Aktuell werden neuropathische Schmerzen symptomatisch behandelt. Auch die „neuropathischen“ Schmerzmedikamente, also Antidepressiva und Antiepileptika, wirken symptomatisch. Baron wünscht sich aus den aktuellen Forschungen resultierend allerdings eine kausale Behandlung. „Es ist sehr interessant, dass wir Substanzen wie Capsaicin haben, bei dem mehrere Arbeitsgruppen zeigen konnten, dass eine Applikation zunächst zu einer Defunktionalisierung führt – also, dass sich die Nervenfasern zurückziehen. Aber die Schmerzfasern sind bereits zwei Wochen nach der Behandlung funktionell besser und häufiger vorhanden als vorher. Und wenn man das ganze repetitiv appliziert, wird es immer besser“, erklärt Baron.

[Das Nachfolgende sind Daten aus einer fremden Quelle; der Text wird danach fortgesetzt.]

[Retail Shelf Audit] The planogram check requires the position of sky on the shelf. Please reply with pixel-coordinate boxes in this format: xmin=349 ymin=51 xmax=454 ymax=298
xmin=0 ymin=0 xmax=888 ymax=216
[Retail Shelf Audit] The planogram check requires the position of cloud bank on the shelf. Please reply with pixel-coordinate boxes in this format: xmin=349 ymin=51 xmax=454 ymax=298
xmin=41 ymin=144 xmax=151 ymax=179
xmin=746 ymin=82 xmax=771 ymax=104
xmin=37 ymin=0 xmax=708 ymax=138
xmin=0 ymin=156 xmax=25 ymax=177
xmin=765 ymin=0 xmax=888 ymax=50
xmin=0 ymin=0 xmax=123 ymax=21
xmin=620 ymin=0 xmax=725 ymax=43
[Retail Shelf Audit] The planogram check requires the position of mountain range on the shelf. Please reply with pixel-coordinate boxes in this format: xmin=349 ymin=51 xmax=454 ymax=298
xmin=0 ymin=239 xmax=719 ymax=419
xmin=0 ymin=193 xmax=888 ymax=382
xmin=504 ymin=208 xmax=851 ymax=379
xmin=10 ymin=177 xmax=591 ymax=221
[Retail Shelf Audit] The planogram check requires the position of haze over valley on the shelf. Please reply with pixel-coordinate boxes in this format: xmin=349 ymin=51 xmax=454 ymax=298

Capsaicin hat außerhalb der Pflasterbehandlung muskulärer Verspannungen in der Orthopädie bisher medizinisch nur geringe Relevanz. Die Ergebnisse der präklinischen Capsaicin-Studien sind vor allem deswegen spannend, weil sie darauf hinweisen, dass es möglich sein könnte, periphere Nerven therapeutisch zu regenerieren. Da neuropathischer Schmerz die Folge von Nervenschädigungen ist, wäre das dann eine echte Kausaltherapie. „Das ist natürlich alles noch im experimentellen Stadium, aber es ist jedenfalls ein vielversprechender Ansatz“, so Baron.